C'est totalement par hasard que je suis tombé la première fois sur ce groupe lors d'une soirée au bar Les Cariatides à Paris. Le duo, formé d'un batteur et d'un guitariste / chanteur, enflammait la minuscule scène du sous-sol avec une énergie remarquable, envoyant un rock brutal et crasseux aux accents bluesy entrecoupé de blagues sur le MEDEF et de dédicaces à quelques grands noms comme Patrick Balkany et Bernard Tapie. Ils finirent leur set par une reprise survoltée de «
Can't judge a Book by it's cover », après avoir fait tourner dans le public un chapeau décoré d'un logo de la BNP Paribas afin d'y récolter quelques pièces.
Tout est dit, c'est exactement cette ambiance que l'on retrouve sur leur premier opus,
Waste Earn Blues: du rock sale et puissant, un son de guitare outrageusement gras, une batterie qui assomme, le tout agrémenté de pas mal d'humour, de désinvolture et d'esprit anticapitaliste totalement assumé (ça commence déjà sur leur site internet, prétendument basé dans un « paradis fiscal » et rempli d'articles annonçant divers plans sociaux et délocalisations pour faire fabriquer leurs albums par des enfants au Bangladesh). Bref, ça me plaît.
À l'écoute, ça démarre très fort avec l'entraînant « Bolt with the Swag », titre rock énergique aux airs 60's, terminant par un surprenant final semblant sortir tout droit un vieux vinyl de blues d'avant guerre déterré lors d'un vide grenier.

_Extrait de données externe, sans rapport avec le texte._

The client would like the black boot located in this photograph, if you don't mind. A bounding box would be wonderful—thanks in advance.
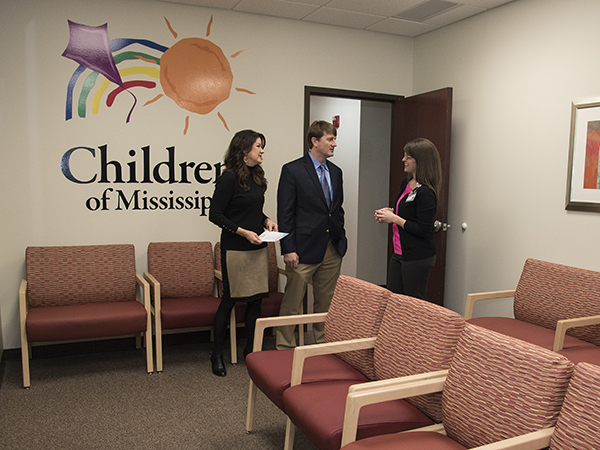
[210,353,226,377]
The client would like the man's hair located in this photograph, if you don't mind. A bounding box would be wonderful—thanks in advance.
[306,120,337,149]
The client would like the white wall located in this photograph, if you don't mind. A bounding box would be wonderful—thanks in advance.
[413,0,600,317]
[0,0,413,349]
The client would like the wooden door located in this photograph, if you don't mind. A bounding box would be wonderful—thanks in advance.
[390,88,453,306]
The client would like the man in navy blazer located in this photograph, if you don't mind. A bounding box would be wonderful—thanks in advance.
[276,120,347,349]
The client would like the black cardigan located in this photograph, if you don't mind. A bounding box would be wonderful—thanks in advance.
[394,177,437,261]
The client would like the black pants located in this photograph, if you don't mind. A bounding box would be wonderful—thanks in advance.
[387,253,436,301]
[212,297,262,357]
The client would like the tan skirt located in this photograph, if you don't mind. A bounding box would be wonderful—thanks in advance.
[225,246,269,300]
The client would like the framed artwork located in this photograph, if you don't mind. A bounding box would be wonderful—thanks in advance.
[566,97,600,212]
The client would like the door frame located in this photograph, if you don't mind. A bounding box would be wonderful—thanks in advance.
[304,86,452,305]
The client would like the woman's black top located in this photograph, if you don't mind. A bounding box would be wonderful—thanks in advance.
[394,177,437,261]
[209,170,268,252]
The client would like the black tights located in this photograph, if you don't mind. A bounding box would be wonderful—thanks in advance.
[212,298,262,357]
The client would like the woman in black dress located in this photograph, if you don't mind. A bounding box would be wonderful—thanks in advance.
[209,129,277,377]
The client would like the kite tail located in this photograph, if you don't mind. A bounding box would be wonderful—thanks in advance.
[126,90,138,123]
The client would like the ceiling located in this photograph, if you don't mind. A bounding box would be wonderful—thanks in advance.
[154,0,516,37]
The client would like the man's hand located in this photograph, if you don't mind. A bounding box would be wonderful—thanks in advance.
[283,252,299,269]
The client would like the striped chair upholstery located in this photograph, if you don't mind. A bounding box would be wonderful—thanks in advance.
[282,293,465,450]
[21,244,153,387]
[26,244,137,308]
[146,241,221,372]
[373,294,466,422]
[442,324,573,447]
[551,362,600,449]
[340,323,574,450]
[324,276,392,381]
[246,275,391,413]
[514,258,600,345]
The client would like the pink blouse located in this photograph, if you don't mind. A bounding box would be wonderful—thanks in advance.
[392,182,414,255]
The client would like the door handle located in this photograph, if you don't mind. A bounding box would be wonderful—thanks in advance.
[434,221,450,232]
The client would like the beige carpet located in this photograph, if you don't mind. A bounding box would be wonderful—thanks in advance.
[0,333,318,450]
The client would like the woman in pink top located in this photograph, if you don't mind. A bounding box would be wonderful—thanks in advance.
[375,138,442,300]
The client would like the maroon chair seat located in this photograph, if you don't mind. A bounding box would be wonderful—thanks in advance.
[247,351,368,411]
[339,431,467,450]
[160,296,222,329]
[283,380,433,450]
[27,301,148,342]
[468,316,600,365]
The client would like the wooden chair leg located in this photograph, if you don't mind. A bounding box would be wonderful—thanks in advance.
[230,307,238,364]
[21,339,30,388]
[246,380,258,433]
[145,330,154,374]
[155,318,163,373]
[284,417,296,450]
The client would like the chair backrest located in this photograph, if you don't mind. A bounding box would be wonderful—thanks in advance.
[26,244,137,308]
[442,323,574,448]
[147,241,214,298]
[214,241,279,294]
[373,294,465,422]
[550,362,600,449]
[514,258,600,345]
[323,275,391,381]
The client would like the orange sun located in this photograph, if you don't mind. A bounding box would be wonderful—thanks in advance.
[144,16,254,134]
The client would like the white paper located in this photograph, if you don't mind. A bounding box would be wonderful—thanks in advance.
[259,231,289,242]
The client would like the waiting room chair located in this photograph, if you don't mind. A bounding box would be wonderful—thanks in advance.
[245,275,391,435]
[339,323,574,449]
[282,293,465,450]
[20,244,153,387]
[145,241,223,373]
[465,258,600,365]
[214,241,286,364]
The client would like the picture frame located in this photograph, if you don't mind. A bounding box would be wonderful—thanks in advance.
[565,97,600,212]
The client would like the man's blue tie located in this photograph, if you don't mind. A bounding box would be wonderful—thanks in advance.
[319,164,331,208]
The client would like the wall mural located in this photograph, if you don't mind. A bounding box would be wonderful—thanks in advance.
[63,16,253,133]
[60,16,253,214]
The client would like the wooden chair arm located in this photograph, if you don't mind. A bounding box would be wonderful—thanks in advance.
[348,369,449,394]
[252,313,328,352]
[143,272,161,313]
[289,337,377,386]
[470,427,554,449]
[553,314,600,351]
[341,372,447,447]
[136,273,151,311]
[464,289,515,320]
[19,279,28,334]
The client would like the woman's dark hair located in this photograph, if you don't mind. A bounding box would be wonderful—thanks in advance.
[223,129,267,192]
[404,138,442,199]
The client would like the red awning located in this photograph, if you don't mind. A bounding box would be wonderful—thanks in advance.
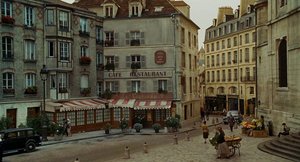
[59,98,108,112]
[134,100,172,110]
[109,99,136,108]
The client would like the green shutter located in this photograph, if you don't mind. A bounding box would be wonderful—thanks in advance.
[114,32,119,46]
[126,56,131,68]
[126,32,130,45]
[127,81,131,92]
[141,56,145,68]
[153,80,158,92]
[115,56,119,68]
[167,79,172,92]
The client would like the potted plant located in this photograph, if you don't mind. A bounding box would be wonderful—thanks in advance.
[80,87,91,96]
[133,123,143,133]
[24,86,37,94]
[152,123,161,133]
[1,16,15,24]
[165,116,180,132]
[119,118,128,133]
[104,123,111,134]
[79,56,91,65]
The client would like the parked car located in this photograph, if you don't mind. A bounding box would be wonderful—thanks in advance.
[223,110,242,124]
[0,128,42,154]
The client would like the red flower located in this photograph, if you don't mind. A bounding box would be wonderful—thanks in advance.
[1,16,15,24]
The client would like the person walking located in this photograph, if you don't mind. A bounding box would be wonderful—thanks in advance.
[67,118,72,137]
[228,114,235,132]
[216,127,230,159]
[201,121,209,143]
[63,119,68,136]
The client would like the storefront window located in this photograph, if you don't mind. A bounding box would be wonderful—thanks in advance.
[96,109,104,123]
[104,109,110,122]
[57,112,65,125]
[66,112,75,125]
[123,108,130,120]
[77,111,85,125]
[114,108,121,121]
[87,110,94,124]
[155,110,161,121]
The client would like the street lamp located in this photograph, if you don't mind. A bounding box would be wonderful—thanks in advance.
[40,64,49,141]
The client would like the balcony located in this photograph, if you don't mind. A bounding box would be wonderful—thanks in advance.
[59,26,69,32]
[3,88,15,95]
[79,56,91,65]
[105,63,115,71]
[79,30,90,37]
[24,59,37,63]
[2,54,14,62]
[1,16,15,25]
[131,62,141,70]
[96,39,103,45]
[104,40,114,47]
[130,39,140,46]
[241,76,256,82]
[24,86,37,95]
[80,87,91,96]
[59,87,68,93]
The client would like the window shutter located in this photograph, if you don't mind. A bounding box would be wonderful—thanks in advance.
[153,80,158,92]
[114,32,119,46]
[140,32,145,44]
[126,56,131,68]
[126,81,131,92]
[114,81,119,92]
[141,56,146,68]
[167,79,172,92]
[126,32,130,45]
[115,56,119,68]
[140,81,146,92]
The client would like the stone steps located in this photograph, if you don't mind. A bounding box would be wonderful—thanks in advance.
[258,132,300,162]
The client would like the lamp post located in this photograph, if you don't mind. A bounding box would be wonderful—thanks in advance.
[40,64,49,141]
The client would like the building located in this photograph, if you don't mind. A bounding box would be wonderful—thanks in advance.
[203,0,256,115]
[74,0,200,127]
[0,0,107,133]
[255,0,300,133]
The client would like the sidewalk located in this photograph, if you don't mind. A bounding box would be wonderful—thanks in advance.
[42,116,223,146]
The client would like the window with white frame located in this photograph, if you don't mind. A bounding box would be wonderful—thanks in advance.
[50,74,56,89]
[2,36,13,59]
[47,41,55,57]
[1,1,12,17]
[123,108,130,120]
[105,5,113,18]
[58,73,67,89]
[24,40,35,60]
[87,110,94,124]
[96,26,103,43]
[66,112,75,126]
[114,108,121,121]
[131,80,140,93]
[158,80,167,91]
[104,109,110,122]
[3,72,14,89]
[59,41,70,61]
[80,46,88,57]
[96,109,103,123]
[24,6,34,27]
[25,73,36,88]
[104,31,114,46]
[130,4,139,16]
[76,111,84,125]
[59,11,69,31]
[80,17,88,32]
[80,74,89,88]
[96,52,103,66]
[46,9,54,25]
[105,81,118,92]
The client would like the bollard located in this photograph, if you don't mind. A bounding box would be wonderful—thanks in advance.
[186,132,190,141]
[174,134,178,144]
[143,142,148,153]
[74,158,80,162]
[124,146,130,159]
[216,117,219,123]
[212,118,215,125]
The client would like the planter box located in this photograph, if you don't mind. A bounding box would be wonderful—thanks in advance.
[251,130,268,137]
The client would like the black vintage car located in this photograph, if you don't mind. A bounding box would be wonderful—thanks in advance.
[0,128,42,154]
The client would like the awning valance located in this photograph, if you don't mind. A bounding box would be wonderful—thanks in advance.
[134,100,172,110]
[109,99,136,108]
[59,99,108,112]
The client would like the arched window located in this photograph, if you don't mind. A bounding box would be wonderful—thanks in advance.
[278,39,287,87]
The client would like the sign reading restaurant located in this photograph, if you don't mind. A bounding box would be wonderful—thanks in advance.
[105,70,172,78]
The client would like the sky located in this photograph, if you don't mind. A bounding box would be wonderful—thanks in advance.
[62,0,240,47]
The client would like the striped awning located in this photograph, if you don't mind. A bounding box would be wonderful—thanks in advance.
[109,99,136,108]
[134,100,172,110]
[59,98,108,112]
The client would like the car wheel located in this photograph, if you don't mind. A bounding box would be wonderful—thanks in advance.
[25,142,36,152]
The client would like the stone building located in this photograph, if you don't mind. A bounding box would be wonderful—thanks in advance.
[255,0,300,133]
[0,0,105,133]
[203,0,256,115]
[74,0,200,127]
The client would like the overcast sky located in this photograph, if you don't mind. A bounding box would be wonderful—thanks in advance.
[62,0,239,47]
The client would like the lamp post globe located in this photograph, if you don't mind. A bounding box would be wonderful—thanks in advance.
[40,64,49,141]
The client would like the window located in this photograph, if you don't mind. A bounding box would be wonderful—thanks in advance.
[103,109,110,122]
[245,48,250,62]
[246,67,250,80]
[188,32,191,47]
[96,26,103,43]
[80,46,88,57]
[1,1,12,17]
[2,36,13,59]
[96,109,103,123]
[50,74,56,89]
[104,31,114,46]
[252,47,256,62]
[47,41,55,57]
[46,9,54,25]
[114,108,121,121]
[228,69,231,81]
[233,51,238,63]
[97,81,103,96]
[59,41,70,61]
[181,27,185,44]
[58,73,68,90]
[25,73,36,88]
[217,70,220,82]
[227,38,231,48]
[76,111,84,126]
[59,11,69,31]
[80,17,88,32]
[278,39,287,87]
[216,41,220,50]
[24,40,35,60]
[233,37,237,46]
[86,110,94,124]
[227,52,231,64]
[80,74,89,89]
[216,54,220,66]
[105,5,113,18]
[211,71,215,82]
[239,49,243,63]
[182,52,186,67]
[189,54,192,69]
[234,69,237,81]
[126,55,144,68]
[132,80,140,93]
[211,43,214,51]
[105,81,119,92]
[211,55,214,66]
[126,31,144,46]
[245,33,249,44]
[222,70,226,81]
[158,80,167,91]
[123,108,130,120]
[239,35,243,45]
[206,56,209,67]
[207,71,210,82]
[3,72,14,89]
[250,87,254,94]
[252,32,256,42]
[96,52,103,66]
[221,53,225,65]
[24,6,34,27]
[222,40,225,49]
[130,4,139,16]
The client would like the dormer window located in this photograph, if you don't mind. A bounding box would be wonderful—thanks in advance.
[105,5,113,18]
[129,2,141,17]
[131,5,138,16]
[154,6,163,12]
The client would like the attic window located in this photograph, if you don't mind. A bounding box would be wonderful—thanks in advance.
[105,5,113,18]
[154,6,164,12]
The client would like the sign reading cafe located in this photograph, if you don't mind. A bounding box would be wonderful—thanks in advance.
[106,71,172,78]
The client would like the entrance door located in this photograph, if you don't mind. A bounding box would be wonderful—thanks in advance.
[6,109,17,128]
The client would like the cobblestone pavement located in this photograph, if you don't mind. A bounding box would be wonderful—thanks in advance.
[108,127,292,162]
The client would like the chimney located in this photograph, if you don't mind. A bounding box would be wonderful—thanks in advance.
[217,7,233,25]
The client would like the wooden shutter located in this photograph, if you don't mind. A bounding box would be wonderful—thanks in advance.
[153,80,158,92]
[167,79,172,92]
[125,32,130,45]
[114,81,119,92]
[141,56,146,68]
[126,81,131,92]
[126,56,131,68]
[140,32,145,45]
[114,32,119,46]
[114,56,119,68]
[140,81,146,92]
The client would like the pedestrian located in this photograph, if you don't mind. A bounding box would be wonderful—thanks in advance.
[228,114,235,132]
[216,127,230,159]
[63,118,68,136]
[222,108,227,116]
[67,118,72,136]
[201,121,209,143]
[278,123,290,137]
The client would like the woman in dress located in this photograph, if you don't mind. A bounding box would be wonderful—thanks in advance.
[216,127,230,159]
[201,121,209,143]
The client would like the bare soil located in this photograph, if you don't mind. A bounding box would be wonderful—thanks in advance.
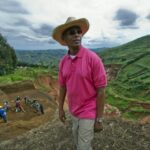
[0,75,58,141]
[0,75,149,150]
[0,113,149,150]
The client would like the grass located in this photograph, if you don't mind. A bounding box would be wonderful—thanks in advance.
[107,95,129,111]
[0,67,56,85]
[122,111,150,120]
[106,86,150,120]
[99,36,150,105]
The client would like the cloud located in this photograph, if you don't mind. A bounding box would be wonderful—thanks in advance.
[0,18,53,43]
[114,9,139,28]
[31,24,54,36]
[14,18,31,26]
[48,40,56,44]
[85,37,120,48]
[2,32,53,50]
[0,0,29,14]
[1,0,150,50]
[12,20,53,37]
[0,24,52,46]
[146,14,150,20]
[0,27,16,35]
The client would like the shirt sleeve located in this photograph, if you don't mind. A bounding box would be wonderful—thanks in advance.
[58,59,66,87]
[92,56,107,88]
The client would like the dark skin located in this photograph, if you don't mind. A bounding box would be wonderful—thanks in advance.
[94,87,105,132]
[58,86,66,123]
[59,26,105,132]
[62,26,82,54]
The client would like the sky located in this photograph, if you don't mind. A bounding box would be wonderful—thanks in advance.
[0,0,150,50]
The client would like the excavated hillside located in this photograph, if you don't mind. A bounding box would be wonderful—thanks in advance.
[0,75,58,141]
[0,72,149,150]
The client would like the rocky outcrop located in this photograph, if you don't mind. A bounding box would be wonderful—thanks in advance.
[105,64,121,81]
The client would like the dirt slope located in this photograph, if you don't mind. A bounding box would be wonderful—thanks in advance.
[0,76,58,141]
[0,74,149,150]
[0,112,149,150]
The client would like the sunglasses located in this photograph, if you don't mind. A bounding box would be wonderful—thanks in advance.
[67,29,82,35]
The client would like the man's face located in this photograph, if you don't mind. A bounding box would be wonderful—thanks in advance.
[62,26,82,47]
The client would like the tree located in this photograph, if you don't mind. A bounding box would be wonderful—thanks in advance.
[0,33,17,75]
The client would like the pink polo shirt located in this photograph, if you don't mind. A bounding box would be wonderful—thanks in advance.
[59,46,107,119]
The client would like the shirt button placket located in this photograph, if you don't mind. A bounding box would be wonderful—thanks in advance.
[71,61,75,72]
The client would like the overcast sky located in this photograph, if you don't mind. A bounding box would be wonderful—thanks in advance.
[0,0,150,50]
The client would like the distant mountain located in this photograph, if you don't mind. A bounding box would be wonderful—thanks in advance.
[90,47,107,52]
[0,33,17,75]
[98,35,150,102]
[15,47,105,67]
[15,49,66,67]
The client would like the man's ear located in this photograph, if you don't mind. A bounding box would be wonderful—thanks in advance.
[62,36,65,41]
[61,34,65,41]
[62,34,67,42]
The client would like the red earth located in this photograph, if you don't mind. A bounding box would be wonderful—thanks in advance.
[0,74,149,142]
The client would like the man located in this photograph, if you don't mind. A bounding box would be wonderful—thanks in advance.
[0,106,7,123]
[52,17,107,150]
[32,100,44,114]
[15,97,25,112]
[3,100,10,111]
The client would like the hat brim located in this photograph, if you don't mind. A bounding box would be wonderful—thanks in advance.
[52,18,89,46]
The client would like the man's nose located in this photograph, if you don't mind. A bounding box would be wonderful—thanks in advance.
[74,31,81,36]
[74,32,79,36]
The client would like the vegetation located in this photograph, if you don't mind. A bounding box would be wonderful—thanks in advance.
[1,33,149,120]
[15,49,66,67]
[15,48,106,68]
[98,35,150,120]
[0,67,57,85]
[0,33,17,75]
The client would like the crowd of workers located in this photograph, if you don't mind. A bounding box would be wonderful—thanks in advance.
[0,96,44,123]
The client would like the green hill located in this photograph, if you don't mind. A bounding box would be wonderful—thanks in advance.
[98,35,150,119]
[100,35,150,65]
[15,49,66,67]
[15,48,106,67]
[0,33,17,75]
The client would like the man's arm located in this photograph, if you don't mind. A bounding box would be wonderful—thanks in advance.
[96,87,105,118]
[94,87,106,132]
[58,86,67,123]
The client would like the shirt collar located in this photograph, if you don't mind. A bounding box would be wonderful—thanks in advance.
[67,45,85,59]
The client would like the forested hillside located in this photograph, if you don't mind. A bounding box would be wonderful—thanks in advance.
[15,48,106,67]
[16,49,66,67]
[99,35,150,119]
[0,33,17,75]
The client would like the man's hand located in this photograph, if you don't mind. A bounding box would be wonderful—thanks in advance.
[59,109,66,123]
[94,122,103,132]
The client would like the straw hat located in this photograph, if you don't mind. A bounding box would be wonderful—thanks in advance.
[52,17,89,45]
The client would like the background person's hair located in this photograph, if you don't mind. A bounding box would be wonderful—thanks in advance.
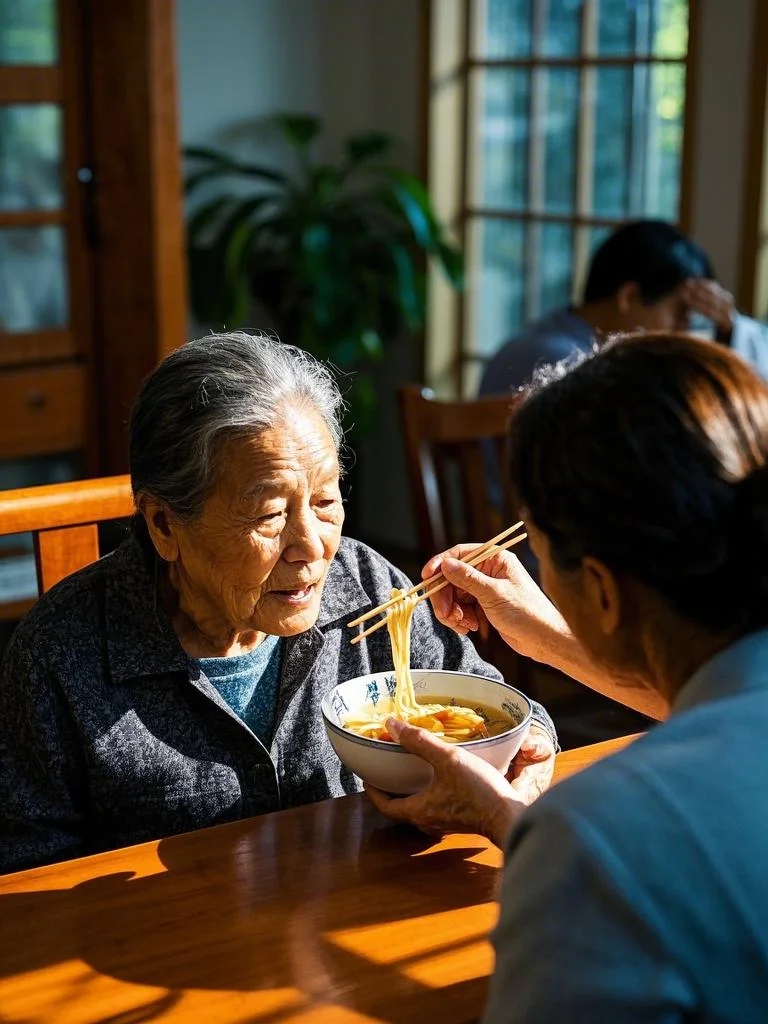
[583,220,714,305]
[509,333,768,635]
[130,331,346,521]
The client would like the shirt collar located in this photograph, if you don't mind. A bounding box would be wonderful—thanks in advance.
[672,627,768,716]
[105,533,372,682]
[314,541,371,628]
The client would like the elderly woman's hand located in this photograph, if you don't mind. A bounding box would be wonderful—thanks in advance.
[506,723,556,803]
[364,717,529,848]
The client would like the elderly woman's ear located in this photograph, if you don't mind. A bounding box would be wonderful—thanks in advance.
[138,495,180,563]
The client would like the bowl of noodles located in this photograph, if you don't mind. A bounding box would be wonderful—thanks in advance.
[322,668,532,795]
[325,580,531,794]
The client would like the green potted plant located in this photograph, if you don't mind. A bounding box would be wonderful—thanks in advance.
[184,114,463,437]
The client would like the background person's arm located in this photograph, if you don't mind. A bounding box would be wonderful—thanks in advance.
[729,313,768,379]
[680,278,768,379]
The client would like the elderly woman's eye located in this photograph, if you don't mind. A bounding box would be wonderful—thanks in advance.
[257,510,284,524]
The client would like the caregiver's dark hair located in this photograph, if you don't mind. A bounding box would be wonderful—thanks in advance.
[509,333,768,635]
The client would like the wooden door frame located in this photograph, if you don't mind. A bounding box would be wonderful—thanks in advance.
[83,0,187,474]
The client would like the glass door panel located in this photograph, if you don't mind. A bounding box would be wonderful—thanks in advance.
[0,0,87,368]
[0,103,62,208]
[0,0,58,65]
[0,225,67,330]
[0,0,87,495]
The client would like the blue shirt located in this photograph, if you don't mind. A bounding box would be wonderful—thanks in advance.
[479,307,595,398]
[198,635,282,747]
[483,628,768,1023]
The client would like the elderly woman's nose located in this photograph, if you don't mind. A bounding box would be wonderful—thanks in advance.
[283,510,326,561]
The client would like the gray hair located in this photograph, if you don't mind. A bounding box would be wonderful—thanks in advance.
[130,331,346,520]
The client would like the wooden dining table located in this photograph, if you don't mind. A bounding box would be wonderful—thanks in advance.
[0,734,639,1024]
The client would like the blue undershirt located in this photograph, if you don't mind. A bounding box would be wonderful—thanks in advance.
[197,634,283,748]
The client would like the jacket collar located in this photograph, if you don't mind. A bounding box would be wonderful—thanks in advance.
[105,533,189,683]
[314,540,371,628]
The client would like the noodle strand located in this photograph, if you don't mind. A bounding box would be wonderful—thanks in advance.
[344,588,497,743]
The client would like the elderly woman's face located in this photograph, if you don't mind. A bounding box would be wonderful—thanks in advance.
[167,407,344,639]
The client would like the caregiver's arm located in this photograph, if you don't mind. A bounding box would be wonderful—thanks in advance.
[422,546,668,723]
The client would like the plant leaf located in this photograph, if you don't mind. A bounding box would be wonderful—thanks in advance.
[184,145,289,192]
[187,196,233,244]
[390,244,425,329]
[437,240,465,289]
[360,328,384,361]
[184,145,230,163]
[344,372,379,440]
[188,244,232,324]
[380,169,442,251]
[344,131,393,165]
[222,219,258,325]
[275,114,321,148]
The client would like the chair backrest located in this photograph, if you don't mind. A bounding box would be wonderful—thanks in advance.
[398,384,522,558]
[0,475,134,600]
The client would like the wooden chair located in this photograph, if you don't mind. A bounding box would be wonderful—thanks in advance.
[398,384,527,685]
[0,475,134,619]
[398,384,522,558]
[397,385,660,745]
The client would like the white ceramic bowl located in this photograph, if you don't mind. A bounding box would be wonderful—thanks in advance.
[321,669,532,795]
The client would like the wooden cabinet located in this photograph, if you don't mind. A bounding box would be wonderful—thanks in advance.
[0,0,186,481]
[0,363,85,459]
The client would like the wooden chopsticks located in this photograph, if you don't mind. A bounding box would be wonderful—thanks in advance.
[347,522,527,645]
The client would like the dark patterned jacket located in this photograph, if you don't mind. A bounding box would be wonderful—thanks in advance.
[0,534,555,874]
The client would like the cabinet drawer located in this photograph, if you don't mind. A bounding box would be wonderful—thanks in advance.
[0,364,86,459]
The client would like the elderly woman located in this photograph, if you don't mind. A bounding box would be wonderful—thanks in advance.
[369,333,768,1021]
[0,331,555,874]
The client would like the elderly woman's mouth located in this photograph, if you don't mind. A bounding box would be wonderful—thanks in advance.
[271,585,317,605]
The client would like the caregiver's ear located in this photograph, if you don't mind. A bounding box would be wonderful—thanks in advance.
[581,556,621,634]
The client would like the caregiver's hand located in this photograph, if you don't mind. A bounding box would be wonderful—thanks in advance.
[421,544,568,664]
[364,717,528,848]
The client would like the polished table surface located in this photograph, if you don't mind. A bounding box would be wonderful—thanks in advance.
[0,734,639,1024]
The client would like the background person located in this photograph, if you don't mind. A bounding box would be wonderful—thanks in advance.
[370,332,768,1022]
[480,219,768,400]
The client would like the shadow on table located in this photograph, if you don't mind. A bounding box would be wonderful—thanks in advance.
[0,800,500,1023]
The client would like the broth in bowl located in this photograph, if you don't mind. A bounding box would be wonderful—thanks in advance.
[344,691,516,743]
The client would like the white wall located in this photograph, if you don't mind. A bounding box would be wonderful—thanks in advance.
[176,0,422,554]
[687,0,755,294]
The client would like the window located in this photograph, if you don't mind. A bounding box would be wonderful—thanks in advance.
[426,0,693,395]
[739,1,768,322]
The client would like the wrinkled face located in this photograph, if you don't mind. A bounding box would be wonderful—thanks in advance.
[168,406,344,638]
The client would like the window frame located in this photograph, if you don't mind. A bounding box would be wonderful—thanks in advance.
[425,0,700,396]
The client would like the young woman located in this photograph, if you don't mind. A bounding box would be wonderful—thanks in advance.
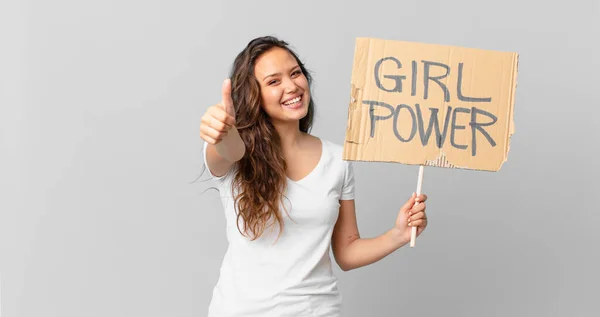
[200,36,428,317]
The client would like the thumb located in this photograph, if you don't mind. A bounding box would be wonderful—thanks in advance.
[400,192,417,212]
[221,78,235,118]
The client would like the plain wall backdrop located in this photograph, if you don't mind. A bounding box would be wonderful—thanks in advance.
[1,0,599,316]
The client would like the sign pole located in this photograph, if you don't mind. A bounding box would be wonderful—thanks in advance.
[410,165,424,247]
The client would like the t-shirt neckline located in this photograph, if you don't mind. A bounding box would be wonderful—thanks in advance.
[286,138,325,184]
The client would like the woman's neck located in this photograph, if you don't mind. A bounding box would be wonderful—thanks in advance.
[273,121,305,151]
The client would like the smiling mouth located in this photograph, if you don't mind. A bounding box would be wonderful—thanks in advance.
[282,95,303,108]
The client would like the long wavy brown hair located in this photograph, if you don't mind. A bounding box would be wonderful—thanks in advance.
[228,36,315,241]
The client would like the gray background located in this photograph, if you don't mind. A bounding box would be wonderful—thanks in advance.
[1,0,599,316]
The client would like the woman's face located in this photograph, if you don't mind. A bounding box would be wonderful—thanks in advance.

S'en suit l'impressionnant « Void Show », alternant fanfare d'outre-tombe et riffs vengeurs, avec une voix lancinante rappelant avec plaisir le Morrison Hotel des Doors. L'énergique « Bankster » nous secoue encore avec ses riffs grungy alors que «
Waste Earn Blues », morceau titre de l'album, nous écrase sous les coups de massue du batteur et les guitares tranchantes. « Ain't from no pack » et son ambiance western sombre offre une pause appréciable, bien que de courte durée puisque le morceau s'achève par une montée en puissance suivie par un déluge métallique final. Le groupe nous gratifie d'une version très personnelle du célèbre « A little less conversation » d'Elvis, avant l'inclassable « The Helping Hands », ovni blues au groove des Balkans. Mention spéciale pour la seconde reprise de cet album, « You can't judge a book by it's cover » de
Bo Diddley dont l'énergie implacable et le riff magistral en milieu de morceau m'a donné envie de lancer un pogo dans mon salon. « Crap Guru » nous fait secouer la tête avec son côté stoner et la pseudo ballade « Six Eyed Girl » nous surprend par ses mélodies bluesy et son refrain à la fois rugueux et aérien. Enfin, l'excellente reprise du légendaire « Back in the USSR » des Beatles vient achever le disque (et nos oreilles) en beauté.
En résumé, on a un album de gros son brut, sale, inspiré et enragé, à la croisée des chemins entre le rock, le blues et même parfois le métal, servi par un sympathique duo qui n'hésite pas à mouiller la chemise. L'énergie, la spontanéité et l'inventivité de ce LP arrive même à occulter une production approximative, bien que totalement assumée (le groupe qualifiant lui-même son album de « low cost »). A recommander aux amateurs des Black Keys, de Rage Against the Machine, des Lords of Altamont ou encore de Black Sabbath.